When Diaz recently raised concerns about crime and safety in the neighbourhood, he read some comments online in reaction, saying he should’ve known about the problems going into Chinatown.
But as Diaz states, “this is not the Chinatown I remember.”
Diaz recalls a time when there was free parking in Chinatown and free admission to places like the Classical Chinese Garden. He and his family would visit the Newtown Bakery, a well-known legacy establishment that recently raised concerns about the neighbourhood’s safety.
When Diaz moved to the area six years ago, he says, “It was bad, but it wasn’t this bad.”
“With that said, I don’t want to scare people because, honestly, in the last few months, it’s starting to get better.”
Diaz painted an interesting picture with an analogy about the issues in Chinatown — “It’s like driving a car.”
He says you don’t think you’ll get into a car accident every day, but you still try your best to be aware of the dangers.
“Yeah, we have a little bit of a bumpy road, and there’s a lot of erratic drivers, and you gotta be safe.”
The Downtown Eastside’s impact on Chinatown
It isn’t possible to talk about the situation in Chinatown without talking about the Downtown Eastside. Many of the neighbourhood’s problems likely stem from mental health and substance abuse issues in the Downtown Eastside. This is something that business owners in Gastown and downtown Vancouver have also experienced.
In the last year or two, we’ve reported on several stories about random stranger attacks in the area. But, unfortunately, that isn’t a reality exclusive to Chinatown, and we’ve seen it in other parts of Vancouver.
For business owners like Diaz, the reality of crime also comes with a financial burden. Fixing randomly broken windows isn’t cheap for a business owner trying to pay the bills.
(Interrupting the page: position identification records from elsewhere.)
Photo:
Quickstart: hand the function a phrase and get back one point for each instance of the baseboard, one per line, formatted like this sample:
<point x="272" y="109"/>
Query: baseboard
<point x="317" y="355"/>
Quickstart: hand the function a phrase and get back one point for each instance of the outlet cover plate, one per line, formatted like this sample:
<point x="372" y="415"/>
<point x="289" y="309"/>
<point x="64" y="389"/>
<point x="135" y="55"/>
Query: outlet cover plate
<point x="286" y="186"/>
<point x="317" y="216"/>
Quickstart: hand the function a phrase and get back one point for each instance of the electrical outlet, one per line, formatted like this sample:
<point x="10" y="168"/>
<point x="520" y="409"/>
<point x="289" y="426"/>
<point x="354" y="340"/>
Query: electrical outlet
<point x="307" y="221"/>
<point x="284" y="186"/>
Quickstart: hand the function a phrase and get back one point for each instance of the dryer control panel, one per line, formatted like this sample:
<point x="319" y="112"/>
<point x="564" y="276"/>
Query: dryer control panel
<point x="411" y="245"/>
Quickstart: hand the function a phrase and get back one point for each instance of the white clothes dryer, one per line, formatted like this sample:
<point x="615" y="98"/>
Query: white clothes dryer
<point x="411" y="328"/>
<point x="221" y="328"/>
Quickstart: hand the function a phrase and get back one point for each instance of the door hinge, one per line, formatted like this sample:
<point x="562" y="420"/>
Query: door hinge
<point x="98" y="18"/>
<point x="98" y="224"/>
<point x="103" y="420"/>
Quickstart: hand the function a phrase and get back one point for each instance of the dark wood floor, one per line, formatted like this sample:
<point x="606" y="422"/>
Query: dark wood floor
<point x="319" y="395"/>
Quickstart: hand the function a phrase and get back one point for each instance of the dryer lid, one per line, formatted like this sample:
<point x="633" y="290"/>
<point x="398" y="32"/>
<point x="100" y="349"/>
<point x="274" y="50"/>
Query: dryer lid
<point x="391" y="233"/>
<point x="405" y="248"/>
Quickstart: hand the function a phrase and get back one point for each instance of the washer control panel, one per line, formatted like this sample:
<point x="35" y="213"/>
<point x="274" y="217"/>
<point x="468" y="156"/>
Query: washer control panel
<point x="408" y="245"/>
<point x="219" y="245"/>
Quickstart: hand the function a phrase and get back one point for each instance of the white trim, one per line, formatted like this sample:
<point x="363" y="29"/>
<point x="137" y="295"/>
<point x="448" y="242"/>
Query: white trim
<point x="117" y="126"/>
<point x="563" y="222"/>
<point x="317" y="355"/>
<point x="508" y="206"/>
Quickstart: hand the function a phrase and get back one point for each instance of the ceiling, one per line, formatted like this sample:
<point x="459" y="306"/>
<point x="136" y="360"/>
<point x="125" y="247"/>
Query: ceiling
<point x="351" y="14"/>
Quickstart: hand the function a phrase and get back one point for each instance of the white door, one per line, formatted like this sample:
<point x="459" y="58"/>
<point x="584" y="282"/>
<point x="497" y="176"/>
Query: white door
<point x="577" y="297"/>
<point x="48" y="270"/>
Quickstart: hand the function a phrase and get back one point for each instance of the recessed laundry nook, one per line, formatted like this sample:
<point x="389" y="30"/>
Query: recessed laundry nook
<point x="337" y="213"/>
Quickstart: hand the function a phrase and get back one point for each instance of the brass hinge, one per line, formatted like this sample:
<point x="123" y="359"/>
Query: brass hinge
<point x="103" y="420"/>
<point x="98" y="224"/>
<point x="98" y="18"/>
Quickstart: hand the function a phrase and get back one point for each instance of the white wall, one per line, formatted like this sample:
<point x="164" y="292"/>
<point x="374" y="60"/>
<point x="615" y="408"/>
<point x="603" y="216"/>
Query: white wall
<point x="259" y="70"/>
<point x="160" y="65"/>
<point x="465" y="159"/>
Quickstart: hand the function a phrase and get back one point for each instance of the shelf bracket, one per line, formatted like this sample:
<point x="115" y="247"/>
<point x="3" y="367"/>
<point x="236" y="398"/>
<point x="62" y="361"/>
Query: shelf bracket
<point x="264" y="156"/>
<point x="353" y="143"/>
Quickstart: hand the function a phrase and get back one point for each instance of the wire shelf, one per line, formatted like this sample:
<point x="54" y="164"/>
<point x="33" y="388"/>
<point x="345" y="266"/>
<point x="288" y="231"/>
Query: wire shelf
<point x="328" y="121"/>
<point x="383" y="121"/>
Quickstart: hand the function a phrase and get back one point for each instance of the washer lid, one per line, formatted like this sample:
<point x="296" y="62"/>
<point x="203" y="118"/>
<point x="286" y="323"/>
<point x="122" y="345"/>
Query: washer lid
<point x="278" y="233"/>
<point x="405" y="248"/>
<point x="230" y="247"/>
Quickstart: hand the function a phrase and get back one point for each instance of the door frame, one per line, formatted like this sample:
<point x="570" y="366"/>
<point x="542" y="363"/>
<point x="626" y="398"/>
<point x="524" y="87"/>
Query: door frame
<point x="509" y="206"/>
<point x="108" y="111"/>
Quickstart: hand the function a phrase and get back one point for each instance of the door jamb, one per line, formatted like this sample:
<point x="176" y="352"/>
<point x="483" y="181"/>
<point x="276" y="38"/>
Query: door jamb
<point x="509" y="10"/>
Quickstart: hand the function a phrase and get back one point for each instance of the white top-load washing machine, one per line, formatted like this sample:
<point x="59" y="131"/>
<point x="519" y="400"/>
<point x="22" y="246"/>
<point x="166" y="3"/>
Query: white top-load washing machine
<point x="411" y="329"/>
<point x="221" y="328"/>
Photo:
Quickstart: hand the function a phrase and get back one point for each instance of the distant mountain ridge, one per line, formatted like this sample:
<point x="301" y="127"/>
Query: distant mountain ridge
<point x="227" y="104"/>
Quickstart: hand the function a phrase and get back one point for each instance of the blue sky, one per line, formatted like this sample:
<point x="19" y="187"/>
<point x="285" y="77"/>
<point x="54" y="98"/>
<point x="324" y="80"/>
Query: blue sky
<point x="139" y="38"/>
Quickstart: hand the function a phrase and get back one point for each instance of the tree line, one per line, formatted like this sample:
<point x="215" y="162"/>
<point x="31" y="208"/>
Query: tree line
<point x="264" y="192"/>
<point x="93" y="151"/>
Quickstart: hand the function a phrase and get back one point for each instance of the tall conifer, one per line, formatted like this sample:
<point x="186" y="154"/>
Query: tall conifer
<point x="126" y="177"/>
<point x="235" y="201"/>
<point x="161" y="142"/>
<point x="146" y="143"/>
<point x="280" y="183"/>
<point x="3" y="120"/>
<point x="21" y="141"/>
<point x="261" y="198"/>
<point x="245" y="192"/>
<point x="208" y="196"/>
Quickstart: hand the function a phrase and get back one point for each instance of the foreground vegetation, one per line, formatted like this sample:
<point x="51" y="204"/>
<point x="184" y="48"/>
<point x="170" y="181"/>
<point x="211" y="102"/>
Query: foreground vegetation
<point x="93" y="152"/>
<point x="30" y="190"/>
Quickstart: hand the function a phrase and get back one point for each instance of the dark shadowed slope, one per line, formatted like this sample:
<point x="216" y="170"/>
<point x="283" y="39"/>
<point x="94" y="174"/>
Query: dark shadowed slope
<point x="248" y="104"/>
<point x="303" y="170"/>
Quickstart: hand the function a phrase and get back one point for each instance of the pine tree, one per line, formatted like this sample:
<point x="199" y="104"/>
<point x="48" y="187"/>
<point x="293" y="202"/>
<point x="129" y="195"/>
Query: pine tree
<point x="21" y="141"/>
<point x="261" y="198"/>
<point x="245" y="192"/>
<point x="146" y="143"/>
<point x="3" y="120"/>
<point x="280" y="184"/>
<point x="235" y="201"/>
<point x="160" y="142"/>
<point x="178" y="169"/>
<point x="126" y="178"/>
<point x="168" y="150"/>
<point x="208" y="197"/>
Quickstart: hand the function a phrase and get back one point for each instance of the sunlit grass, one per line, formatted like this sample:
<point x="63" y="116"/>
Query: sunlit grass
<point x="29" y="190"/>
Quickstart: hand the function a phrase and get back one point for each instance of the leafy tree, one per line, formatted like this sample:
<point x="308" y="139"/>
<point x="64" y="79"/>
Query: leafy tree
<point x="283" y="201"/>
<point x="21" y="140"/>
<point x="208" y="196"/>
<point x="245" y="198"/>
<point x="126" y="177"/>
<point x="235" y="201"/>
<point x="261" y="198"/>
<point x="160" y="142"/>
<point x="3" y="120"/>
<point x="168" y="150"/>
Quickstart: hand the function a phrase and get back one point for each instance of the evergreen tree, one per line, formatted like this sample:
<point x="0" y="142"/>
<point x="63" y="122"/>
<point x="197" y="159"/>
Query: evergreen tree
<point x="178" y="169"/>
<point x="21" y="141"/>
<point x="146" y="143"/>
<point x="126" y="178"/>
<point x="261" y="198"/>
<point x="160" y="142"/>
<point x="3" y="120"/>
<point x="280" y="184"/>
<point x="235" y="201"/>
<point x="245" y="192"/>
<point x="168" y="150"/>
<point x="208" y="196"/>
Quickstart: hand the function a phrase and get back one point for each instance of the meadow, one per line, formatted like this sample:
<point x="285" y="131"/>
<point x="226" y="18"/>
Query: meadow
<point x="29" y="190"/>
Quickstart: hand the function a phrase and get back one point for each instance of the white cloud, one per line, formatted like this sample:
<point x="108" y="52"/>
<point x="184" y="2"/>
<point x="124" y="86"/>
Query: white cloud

We’ve heard from other business owners about similar fates.
The City of Vancouver recently pledged $2 million to improve the situation in Chinatown, a move that Diaz applauds. But, like others, he feels the Downtown Eastside needs to be addressed more thoroughly.
Even something as simple as making the neighbourhood brighter at night with more lights would go a long way, according to Diaz. He also thinks offering free parking would help welcome people to the area. In addition, Diaz would like to see more cultural events and festivals come to the area, like the recent LunarFest, which drew huge crowds.
Diaz says that his crew at Diaz Combat Sports has had to help neighbouring businesses with rampant theft by chasing after thieves on numerous occasions.
While others have either left the neighbourhood or expressed sentiments suggesting they would, that isn’t an idea that has even crossed Diaz’s mind. Instead, he wants to stay in Chinatown and be part of the community that helps restore it to its former glory.
Last year, Diaz put together a commercial about Chinatown and Diaz Combat Sports:
View this post on Instagram
In the end, Diaz wants the fear-mongering by the public and media to stop, and he wants the public to know that while the situation isn’t perfect, it isn’t a reason to avoid the neighbourhood.
He also wants you to know that the coconut buns at New Town Bakery are fricking amazing.